Refusal is mandatory where this paragraph applies.
Under paragraph 9.8.4, those who breached immigration law while they were minors will also not be subject to re-entry bans.
The guidance “Suitability: previous breaches of immigration laws” also provides for the following two groups to be exempted from re-entry bans:
- the person has been accepted by the Home Office as a victim of trafficking
- the person was in the UK illegally on or after 17 March 2008 and left the UK voluntarily before 1 October 2008
Applying after the relevant time period of the ban
Paragraph 9.8.2 says applications for entry clearance or permission to enter “may” be refused if:
(a) the applicant has previously breached immigration laws; and
(b) the application was made outside the relevant time period in paragraph 9.8.7; and
(c) the applicant has previously contrived in a significant way to frustrate the intention of the rules, or there are other aggravating circumstances (in addition to the immigration breach), such as a failure to cooperate with the redocumentation process, such as using a false identity, or a failure to comply with enforcement processes, such as failing to report, or absconding.
This means that even after the time period for the re-entry ban has passed, where there are aggravating factors as listed above the applicant is still at risk of refusal. Do note that this is a discretionary rather than mandatory ground for refusal and so it will be possible to persuade the decision maker that entry clearance or permission to enter.
Can entry clearance be granted despite a re-entry ban?

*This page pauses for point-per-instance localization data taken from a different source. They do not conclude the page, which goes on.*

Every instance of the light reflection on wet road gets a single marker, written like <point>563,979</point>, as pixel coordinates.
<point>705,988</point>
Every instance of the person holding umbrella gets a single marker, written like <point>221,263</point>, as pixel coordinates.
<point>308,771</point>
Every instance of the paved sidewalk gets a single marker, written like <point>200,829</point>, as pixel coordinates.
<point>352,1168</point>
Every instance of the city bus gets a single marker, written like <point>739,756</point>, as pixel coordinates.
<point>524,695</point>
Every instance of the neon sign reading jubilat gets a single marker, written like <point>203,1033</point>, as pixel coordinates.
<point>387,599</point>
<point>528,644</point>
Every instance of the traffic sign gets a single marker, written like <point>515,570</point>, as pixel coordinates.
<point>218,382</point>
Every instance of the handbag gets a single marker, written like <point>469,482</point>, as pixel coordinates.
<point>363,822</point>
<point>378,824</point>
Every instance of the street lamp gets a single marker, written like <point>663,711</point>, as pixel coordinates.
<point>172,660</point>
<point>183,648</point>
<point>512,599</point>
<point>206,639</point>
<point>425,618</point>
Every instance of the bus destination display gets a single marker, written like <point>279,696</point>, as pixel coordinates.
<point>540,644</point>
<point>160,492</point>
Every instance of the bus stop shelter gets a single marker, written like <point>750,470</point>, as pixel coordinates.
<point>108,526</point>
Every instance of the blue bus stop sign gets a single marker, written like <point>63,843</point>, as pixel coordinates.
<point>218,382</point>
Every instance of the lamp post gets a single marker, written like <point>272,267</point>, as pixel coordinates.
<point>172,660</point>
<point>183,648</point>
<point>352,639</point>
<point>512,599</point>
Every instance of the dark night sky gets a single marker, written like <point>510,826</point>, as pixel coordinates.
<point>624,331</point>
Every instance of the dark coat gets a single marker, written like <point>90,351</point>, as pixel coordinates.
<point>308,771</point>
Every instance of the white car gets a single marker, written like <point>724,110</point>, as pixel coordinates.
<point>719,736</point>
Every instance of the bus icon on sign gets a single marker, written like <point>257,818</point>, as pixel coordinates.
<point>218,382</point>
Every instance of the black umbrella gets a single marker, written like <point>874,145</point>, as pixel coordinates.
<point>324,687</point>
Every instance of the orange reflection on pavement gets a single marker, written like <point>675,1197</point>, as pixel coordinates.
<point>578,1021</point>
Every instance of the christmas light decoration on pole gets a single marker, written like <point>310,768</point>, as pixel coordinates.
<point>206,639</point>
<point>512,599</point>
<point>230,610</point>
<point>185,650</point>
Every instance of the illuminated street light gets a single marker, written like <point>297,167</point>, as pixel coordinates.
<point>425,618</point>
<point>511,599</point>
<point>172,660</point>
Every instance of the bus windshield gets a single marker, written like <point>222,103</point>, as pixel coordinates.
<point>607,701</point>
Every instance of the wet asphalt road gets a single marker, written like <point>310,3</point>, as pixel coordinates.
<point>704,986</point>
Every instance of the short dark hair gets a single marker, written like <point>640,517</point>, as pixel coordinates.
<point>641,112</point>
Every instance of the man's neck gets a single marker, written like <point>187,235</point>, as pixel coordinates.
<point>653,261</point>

Where a mandatory re-entry ban applies it may still be possible to apply for and be granted entry clearance outside the rules. This is not straightforward and the applicant will be expected to establish “compelling compassionate grounds”.
It is unlikely that an application invoking this policy will be successful. The guidance on leave outside the rules confirms that:
A grant of LOTR should be rare. Discretion should be used sparingly where there are factors that warrant a grant of leave despite the requirements of the Immigration Rules or specific policies having not been met. Factors raised in their application must mean it would not be proportionate to expect the person to remain outside of the UK or to leave the UK.
In practice, if there were exceptional circumstances or the person had a strong article 8 claim, it is more likely they would be able to apply under Appendix FM, or that they would have applied for leave to remain when still in the UK.
This article was originally published in March 2017 and has been updated most recently by Sonia Lenegan so that it is correct as of the new date of publication shown.
3 responses
Very interesting but how might this apply to EU citizens living in the UK who have never applied for residency, do not have copies of all the documents required (because there was no obvious need to keep such records) and have never purchased CSI. It seems to be that the Home Office can treat the lack of CSI as a criminal offence, theoretically making the EU citizen in question “an illegal immigrant”.
What happens if the EU citizen in question leaves the country in the next two years (ie before Brexit) on holiday or business… will they be stopped at their return and refused entry… It would be very useful if this could be clarified as it could have major implications for many people.
As long as the UK remains part of the EU, these immigration rules do not apply – these rules affect non-EU migrants only. After Brexit, who knows?